An interesting interview question

Source: Internet
Author: User

I saw an interview question on the Internet a few days ago. It is quite interesting and I will study it in detail. I will post this question here to discuss with you.

A building has 100 floors. You have two identical glass beads in your hand. When you throw the glass beads down a layer, there will be two results: the glass beads are broken or not broken. This building has a critical floor. Lower than its floor, throwing glass beads down, glass beads will not be broken, equal to or higher than its floor, drop glass beads, glass beads will be broken. If the glass beads are broken, they cannot be thrown. Now, let's design a way to minimize the number of times in the worst case than in any other way. That is, design the most effective way.

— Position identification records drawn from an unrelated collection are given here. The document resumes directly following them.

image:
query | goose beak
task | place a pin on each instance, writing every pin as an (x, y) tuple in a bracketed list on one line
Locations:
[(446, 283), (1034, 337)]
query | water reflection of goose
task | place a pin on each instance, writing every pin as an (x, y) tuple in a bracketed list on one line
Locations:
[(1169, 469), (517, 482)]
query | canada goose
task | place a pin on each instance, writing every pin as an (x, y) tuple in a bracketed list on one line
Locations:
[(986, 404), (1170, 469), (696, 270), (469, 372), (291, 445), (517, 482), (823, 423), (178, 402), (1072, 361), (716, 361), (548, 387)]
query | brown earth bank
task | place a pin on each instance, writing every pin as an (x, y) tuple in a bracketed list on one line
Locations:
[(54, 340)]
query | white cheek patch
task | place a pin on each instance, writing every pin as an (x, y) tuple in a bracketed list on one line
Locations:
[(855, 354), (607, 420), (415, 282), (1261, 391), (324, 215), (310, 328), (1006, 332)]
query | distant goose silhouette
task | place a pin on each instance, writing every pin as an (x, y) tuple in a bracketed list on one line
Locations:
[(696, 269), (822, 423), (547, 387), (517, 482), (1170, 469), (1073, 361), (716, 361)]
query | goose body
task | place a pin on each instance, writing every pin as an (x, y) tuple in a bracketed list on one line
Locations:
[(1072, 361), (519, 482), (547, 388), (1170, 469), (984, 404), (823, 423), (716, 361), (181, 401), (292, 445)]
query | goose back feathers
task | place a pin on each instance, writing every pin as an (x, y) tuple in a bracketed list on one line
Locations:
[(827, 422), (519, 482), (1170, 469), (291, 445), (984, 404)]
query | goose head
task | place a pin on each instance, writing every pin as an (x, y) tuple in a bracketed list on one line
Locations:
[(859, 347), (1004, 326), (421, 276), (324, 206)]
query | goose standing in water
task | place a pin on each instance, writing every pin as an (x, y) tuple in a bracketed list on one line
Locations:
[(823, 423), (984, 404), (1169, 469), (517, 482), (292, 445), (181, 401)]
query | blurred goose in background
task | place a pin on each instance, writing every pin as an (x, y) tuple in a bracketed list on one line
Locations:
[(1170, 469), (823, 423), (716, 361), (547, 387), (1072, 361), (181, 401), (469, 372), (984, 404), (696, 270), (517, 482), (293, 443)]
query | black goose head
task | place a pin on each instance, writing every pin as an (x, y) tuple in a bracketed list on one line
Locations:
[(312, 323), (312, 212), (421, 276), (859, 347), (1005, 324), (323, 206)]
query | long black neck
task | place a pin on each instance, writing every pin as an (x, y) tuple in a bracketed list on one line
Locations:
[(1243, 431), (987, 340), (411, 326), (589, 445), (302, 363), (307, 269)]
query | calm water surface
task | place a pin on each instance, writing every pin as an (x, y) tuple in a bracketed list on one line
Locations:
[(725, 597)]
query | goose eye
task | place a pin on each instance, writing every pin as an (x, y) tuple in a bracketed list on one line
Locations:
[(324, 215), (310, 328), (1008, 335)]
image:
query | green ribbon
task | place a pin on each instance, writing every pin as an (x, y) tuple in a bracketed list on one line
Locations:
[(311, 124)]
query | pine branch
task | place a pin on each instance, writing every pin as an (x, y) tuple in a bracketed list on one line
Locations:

For example, there is such a method: The first time you choose to throw at the 60th floor. If it is broken, it means that the critical point is at the 60th floor or below, and there is only one bead, the rest can only be from the first layer, the first layer to the experiment, the worst case, to experiment 59 times, plus the first time, a total of 60 times. If it is not broken, you only need to try it from the 61-layer, up to 40 times, plus a total of 41 times. The one with the most values in the two cases. Therefore, in the worst case, try 60 times.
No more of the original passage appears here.